Runtime structure determines the control surfaces available to governance

Type: kb/types/note.md · Status: seedling · Tags: architecture, computational-model

It is useful to separate runtime structure from runtime governance, but "separate axes" can be misleading if it implies independence. The structural decomposition answers what the runtime is made of: scheduler, context engine, execution substrate. Governance answers how the system is informed, validated, corrected, and kept from drifting over time. These are different questions, but governance is not free-floating: even when it works through channels the runtime's structure doesn't expose — a human reading logs, a norm enforced among maintainers, a wrapper-level guardrail — those channels can only react to what has already happened. Structure determines whether governance can also act earlier, on the decision itself, or is confined to reacting after the fact.

That is why governance should not be modeled as a fourth peer component beside scheduler, context engine, and substrate. Each component owns part of normal execution, but governance functions cut across components instead: review may inspect outputs from the context engine, compare artifacts in the substrate, and then trigger corrective edits that alter future scheduling decisions. The role is supervisory, not a separate execution slot in the runtime anatomy. Keeping structure and governance as separate questions also avoids a category error: files, tools, and routing artifacts are not themselves validation or correction.

Structural affordances for governance

Each structural component affords particular governance operations.

Scheduler. When progression logic is explicit, governance can attach retry limits, decomposition rules, delegation boundaries, and recovery policies to it — including escalation to a different authority when automated handling is insufficient, a correction that reroutes the decision rather than editing it. When scheduling is instead hidden inside a framework-owned chat loop, governance is not absent — wrapper-level guardrails, output validators, and behavioral evals are the dominant real-world pattern for governing exactly these systems — but it is reactive rather than preventive: a wrapper can catch a bad output after the fact, but it has no handle on the decision that produced it, so it cannot inspect or retry the scheduling choice itself.

Context engine. When context selection is explicit, governance can audit routing rules, check what entered a bounded call, measure compaction quality, and review whether the right materials were loaded. When context is instead inherited as an undifferentiated transcript, the same asymmetry holds: governance can complain about prompt quality or re-prompt after a bad output, but it cannot inspect or retry the loading decision itself, because that decision was never externalized to act on.
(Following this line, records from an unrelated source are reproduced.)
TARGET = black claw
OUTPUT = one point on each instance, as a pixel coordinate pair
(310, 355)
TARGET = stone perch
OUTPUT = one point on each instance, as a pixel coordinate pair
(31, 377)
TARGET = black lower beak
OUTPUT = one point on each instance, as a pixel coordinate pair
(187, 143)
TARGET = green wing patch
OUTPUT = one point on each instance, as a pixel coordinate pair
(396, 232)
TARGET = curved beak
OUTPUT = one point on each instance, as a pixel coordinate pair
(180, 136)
Execution substrate. When state lives in inspectable external artifacts, governance can diff, test, review, revert, compare content hashes, and detect staleness. This is the strongest governance surface because exact external state is easier to validate than hidden internal state. Content-addressed comparison in particular is a stronger drift oracle than timestamps: a hash reflects exact current state, while a timestamp only reflects when something last touched — a file can be re-saved unchanged and still look "modified," or edited and still look untouched if the clock is wrong. The substrate is therefore not just where actions land; it is also what makes strong governance possible.

The dependence is asymmetric

The relationship is not symmetrical.

  • Structure affords and constrains governance. A runtime with no inspectable substrate cannot support repo-style review and rollback. A runtime with no explicit context engine cannot support precise loading audits.
  • Governance hardens and reshapes structure over time. Repeated review findings can turn into scripts, checks, or policy boundaries, making previously soft guidance part of the runtime's effective structure.
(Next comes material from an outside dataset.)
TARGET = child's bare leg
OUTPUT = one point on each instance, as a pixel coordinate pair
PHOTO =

So the right picture is neither "one unified taxonomy" nor "two fully independent axes." It is a layered relationship: structural choices determine the control surfaces available to governance; governance exploits those surfaces to keep the runtime reliable over time.

Consequence for runtime comparison

This changes how runtimes should be compared. It is not enough to ask whether two systems both have scheduling, context loading, and tools. The next question is whether those parts are exposed in a way that governance can act on them. Two runtimes can have similar structure but very different governance capacity because one externalizes its state and decisions while the other leaves them implicit.

Structure × governance matrix (commonplace)

Crossing the two axes for commonplace itself is one worked example of the general claim:

Inform Validate Correct Detect drift
Scheduler skill/tool selection descriptions
Context engine routing conventions, escalation boundaries frontmatter/link/description checks targeted rewrite instructions content-hash comparison against accepted baselines
Execution substrate discovery reports, index notes link-health and uncommitted-state checks direct file edits git history and content-hash staleness sweeps

The scheduler row is mostly empty because commonplace doesn't have a scheduler — it plugs into the harness's scheduler (Claude Code, Codex, or another) and authors the content and substrate artifacts that scheduler consumes, rather than implementing scheduling itself. That is a design boundary, not a gap: commonplace's governance can only act on the surfaces it actually owns.